L’abusatissima definizione “thriller storico”, confesso, mi aveva intristita non poco quando mi è arrivato in lettura La processione dei fantasmi e invece Gianluca Lioni si è rivelato una vera scoperta. Il romanzo funziona eccome per ambientazione, personaggi, stile. Un lavoro intrigante che prende fin dalle primissime pagine e mantiene la suspense e la costruzione narrativa fino alla fine. È vero, il termine “storico” non poteva essere omesso, considerando che siamo nell’anno del Signore 1864, ma come sempre tutti gli aggettivi cambiano in maniera significativa per come li si sa usare. Lioni, nel suo lavoro letterario lo ha usato benissimo. Siamo nell’Italia post unificazione: Garibaldi, l’artefice e condottiero dell’unificazione è ancora vivo, certo c’è da fare gli italiani, anzi, in questo caso c’è da convincere gli isolani, i sardi nello specifico, a sentirsi e considerarsi italiani…ma questi sono dettagli. Intanto a La Maddalena sembrano abituati da sempre ad accogliere forestieri, alcuni vengono da altre regioni, altri ancora da stati stranieri. Tra di loro c’è l’ex capitano della marina inglese Daniel Roberts, che nell’arcipelago sardo ha deciso di fermarsi per vivere il resto della sua vita e che insieme al parroco don Mamia è il fiore all’occhiello dell’intera narrazione de La processione dei fantasmi. Ma è bella anche la trama che accoglie “informazioni” storiche senza basare tutto su questo, e che si dipana in intrighi di interessi e potere che vanno ben oltre le semplici superstizioni ataviche. Di atavico c’è invece la natura. Bella, fascinosa, rigogliosa, che Lioni descrive e pennella quasi come un moderno Constable.
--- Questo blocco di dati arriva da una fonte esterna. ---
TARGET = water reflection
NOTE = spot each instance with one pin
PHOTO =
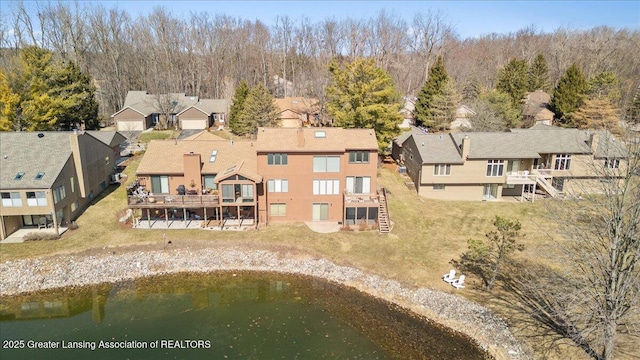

Ora è vero che il sottotitolo del libro è La prima indagine del maresciallo Tanchis e che lo stesso non ci fa affatto una brutta figura in questa storia, ma forse l’autore non si è proprio reso conto, mentre scriveva, che di personaggi altrettanto indimenticabili ne seminava un po’ qui e un po’ là; come l’anarchico Bakunin, ad esempio, che da solo potrebbe tranquillamente dar vita a un vero e proprio spinoff. Insomma, c’è thriller storico e thriller storico. E questo sicuramente è nel gruppo dei più riusciti.